Ideally, our lymph moves through a complex network of needle-thin tubes known as lymphatics, collecting excess fluid from cells all over the body. Different body parts produce different types of lymph: protein-rich fluid from the limbs; lymph full of white blood cells from the bone marrow, thymus, and spleen; and, more important for our purposes, high-fat lymph from our intestines. Fat is the only food element that moves through the lymphatic system. The proteins and carbohydrates that we ingest go right from the intestines into the blood stream, but the intestinal lymphatics draw fat into the lymphatic system before it reaches the blood.

Now, what happens when the lymph isn’t flowing properly? First, the excess fluid that isn’t draining from our tissues causes them to swell. These bloated, inflamed tissues can add up to 10 or 15 pounds to your weight, and cause you to swell two extra dress sizes. These facts will help you understand why doctors recommend these steps to achieve good lymphatic health:

  1. Drink lots of high-quality liquids. Both your blood and your lymph need water to help keep the fluids flowing. Ironically, drinking more water actually means you’ll retain less.
  2. Eat a proper balance of lean proteins, slow-acting or low-glycemic carbs, and the right kind of fats. Omega-3 and omega-6 fatty acids are essential but too much of the wrong fats, such as trans fat or hydrogenated fat, can clog your lymph system as well as your arteries.
  3. Avoid pollutants, additives, solvents, pesticides, and other toxins. Remember, it’s the liver’s job to filter these poisons out of your system. Otherwise they end up in the bloodstream—and in the lymphatic system as well.
  4. Keep moving. Again, the blood has a heart to keep pumping it through the arteries and veins, but the lymphatic system has only you. It is literally your bodily movements—walking, running, and dancing with your legs; pumping and swinging your arms—that keeps the lymph flowing.
  5. Dry Brush Daily: Are you familiar with this amazing technique?  Read my past blogs for more information on this fantastic daily routine you can add to your life to drain the lymphs and also balance hormones and achieve weight loss.
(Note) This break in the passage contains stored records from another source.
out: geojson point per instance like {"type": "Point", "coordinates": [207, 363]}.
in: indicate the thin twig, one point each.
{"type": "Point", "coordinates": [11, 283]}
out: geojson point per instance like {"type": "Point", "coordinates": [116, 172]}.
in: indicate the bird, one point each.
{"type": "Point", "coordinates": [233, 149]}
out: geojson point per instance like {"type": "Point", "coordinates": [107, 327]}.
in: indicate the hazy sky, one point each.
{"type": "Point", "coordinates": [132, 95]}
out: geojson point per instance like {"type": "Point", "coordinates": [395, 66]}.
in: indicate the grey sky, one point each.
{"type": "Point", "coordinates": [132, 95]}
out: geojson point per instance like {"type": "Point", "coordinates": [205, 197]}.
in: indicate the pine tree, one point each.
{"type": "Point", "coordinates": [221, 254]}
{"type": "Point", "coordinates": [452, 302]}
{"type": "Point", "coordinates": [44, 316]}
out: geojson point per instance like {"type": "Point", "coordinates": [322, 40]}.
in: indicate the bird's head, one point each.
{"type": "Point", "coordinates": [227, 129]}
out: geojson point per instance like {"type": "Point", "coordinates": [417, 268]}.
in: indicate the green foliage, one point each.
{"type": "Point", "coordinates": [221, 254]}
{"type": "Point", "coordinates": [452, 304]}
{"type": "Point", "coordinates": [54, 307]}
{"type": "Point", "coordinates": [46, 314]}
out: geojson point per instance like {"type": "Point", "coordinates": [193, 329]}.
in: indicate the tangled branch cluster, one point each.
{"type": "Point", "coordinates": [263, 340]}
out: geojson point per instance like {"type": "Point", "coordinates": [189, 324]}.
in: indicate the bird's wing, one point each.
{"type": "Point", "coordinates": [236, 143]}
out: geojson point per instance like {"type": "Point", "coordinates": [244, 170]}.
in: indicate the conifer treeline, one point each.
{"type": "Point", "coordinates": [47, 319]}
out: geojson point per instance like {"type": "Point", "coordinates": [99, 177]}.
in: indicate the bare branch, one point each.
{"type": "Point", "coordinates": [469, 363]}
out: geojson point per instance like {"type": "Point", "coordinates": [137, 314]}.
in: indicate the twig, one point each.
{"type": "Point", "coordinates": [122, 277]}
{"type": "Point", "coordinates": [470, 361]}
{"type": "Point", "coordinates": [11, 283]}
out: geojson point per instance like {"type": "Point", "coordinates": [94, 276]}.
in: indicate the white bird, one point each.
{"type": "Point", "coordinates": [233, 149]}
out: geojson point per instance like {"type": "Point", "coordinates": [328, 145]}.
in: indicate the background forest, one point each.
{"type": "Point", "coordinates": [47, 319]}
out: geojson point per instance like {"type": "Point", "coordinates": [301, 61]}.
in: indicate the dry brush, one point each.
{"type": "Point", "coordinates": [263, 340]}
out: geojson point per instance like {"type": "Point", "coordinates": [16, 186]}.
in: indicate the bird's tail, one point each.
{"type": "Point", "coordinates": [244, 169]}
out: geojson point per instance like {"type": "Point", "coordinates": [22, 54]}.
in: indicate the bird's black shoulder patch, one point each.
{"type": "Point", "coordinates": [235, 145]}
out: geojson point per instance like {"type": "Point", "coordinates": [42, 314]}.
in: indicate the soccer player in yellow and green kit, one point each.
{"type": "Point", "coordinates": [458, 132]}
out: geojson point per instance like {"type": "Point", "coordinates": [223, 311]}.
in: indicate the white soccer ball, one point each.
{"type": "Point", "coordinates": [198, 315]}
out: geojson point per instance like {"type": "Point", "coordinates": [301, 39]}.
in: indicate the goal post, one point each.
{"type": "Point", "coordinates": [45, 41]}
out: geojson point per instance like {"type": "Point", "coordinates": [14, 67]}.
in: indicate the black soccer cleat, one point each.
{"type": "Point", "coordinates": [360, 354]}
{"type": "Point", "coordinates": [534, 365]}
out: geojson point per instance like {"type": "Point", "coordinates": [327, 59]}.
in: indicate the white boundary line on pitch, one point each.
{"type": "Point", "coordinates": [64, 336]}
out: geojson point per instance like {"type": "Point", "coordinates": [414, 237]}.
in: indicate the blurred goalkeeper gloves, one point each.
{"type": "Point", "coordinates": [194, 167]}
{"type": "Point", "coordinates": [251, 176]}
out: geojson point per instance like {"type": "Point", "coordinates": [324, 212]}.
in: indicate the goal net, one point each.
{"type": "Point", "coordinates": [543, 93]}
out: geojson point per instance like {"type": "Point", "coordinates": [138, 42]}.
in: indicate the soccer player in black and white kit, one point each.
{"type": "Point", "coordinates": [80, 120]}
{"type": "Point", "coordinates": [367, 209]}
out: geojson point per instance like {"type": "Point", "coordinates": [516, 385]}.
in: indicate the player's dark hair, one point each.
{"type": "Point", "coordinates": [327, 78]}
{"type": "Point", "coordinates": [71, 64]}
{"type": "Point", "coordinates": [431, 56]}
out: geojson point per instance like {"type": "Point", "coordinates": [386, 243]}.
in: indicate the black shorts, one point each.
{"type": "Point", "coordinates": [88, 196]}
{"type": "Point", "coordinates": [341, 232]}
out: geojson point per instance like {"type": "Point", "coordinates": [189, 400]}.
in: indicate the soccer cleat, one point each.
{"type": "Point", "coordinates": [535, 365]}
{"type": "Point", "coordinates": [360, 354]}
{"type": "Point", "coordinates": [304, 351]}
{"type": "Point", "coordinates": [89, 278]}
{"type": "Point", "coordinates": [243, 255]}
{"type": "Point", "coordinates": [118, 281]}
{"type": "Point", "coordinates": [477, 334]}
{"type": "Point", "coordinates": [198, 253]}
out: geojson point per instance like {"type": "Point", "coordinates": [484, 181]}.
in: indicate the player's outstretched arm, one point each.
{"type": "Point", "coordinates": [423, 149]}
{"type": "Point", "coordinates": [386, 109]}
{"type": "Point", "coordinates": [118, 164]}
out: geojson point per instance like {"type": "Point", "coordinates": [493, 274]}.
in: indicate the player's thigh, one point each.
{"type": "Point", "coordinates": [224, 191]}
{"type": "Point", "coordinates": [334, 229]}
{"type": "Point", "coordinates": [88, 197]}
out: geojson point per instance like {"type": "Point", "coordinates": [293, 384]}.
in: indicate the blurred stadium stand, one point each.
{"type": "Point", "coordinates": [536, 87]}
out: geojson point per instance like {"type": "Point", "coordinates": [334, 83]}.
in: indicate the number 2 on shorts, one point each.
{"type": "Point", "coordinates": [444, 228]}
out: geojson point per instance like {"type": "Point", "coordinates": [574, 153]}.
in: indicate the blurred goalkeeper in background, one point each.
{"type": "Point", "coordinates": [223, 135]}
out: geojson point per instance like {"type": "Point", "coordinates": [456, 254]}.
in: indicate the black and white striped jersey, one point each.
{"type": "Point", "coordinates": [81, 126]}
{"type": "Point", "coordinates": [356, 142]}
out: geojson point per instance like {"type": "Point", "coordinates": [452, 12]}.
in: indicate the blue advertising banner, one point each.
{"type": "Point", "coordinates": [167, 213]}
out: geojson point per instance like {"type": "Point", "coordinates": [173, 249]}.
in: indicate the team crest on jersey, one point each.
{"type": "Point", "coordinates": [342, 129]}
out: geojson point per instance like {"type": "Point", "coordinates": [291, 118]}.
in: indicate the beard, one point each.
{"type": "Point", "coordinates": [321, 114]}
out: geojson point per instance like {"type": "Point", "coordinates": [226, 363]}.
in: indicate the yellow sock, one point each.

Rebound to Switch on Your Internal Vacuum Cleaner:

Rebounding is a remarkably effective form of exercise. It affects every cell in your body at once, and is particularly helpful to the immune system. That’s because the up-and-down movement, working with the force of gravity as well as against it, stimulates lymph flow—and it’s the lymphatic system that carries your white blood cells, which fight infection and help to neutralize malignant cells. Albert E. Carter, author of The Miracles of Rebound Exercise, describes the lymphatic system as “an internal vacuum cleaner.”

When you’re bouncing up and down on your rebounder, your cells are participating in three separate forces: acceleration, as you rise, and deceleration and gravity, as you fall. The demands on your body’s cells to adjust to each force make all your cells stronger. Your cells also experience a kind of squeezing from all the bouncing, which helps force toxins out of the cells. Meanwhile, your entire body is getting a workout, including all the vessels of your lymphatic system.

With just a few minutes a day of bouncing on the rebounder (yes I do mine everyday), you’ll begin to see and feel results—from tighter abdominal muscles, to a higher muscle-to-fat ratio, to improved skin elasticity and tone with less visible cellulite. You’ll also benefit from a stronger immune system and renewed bone mass.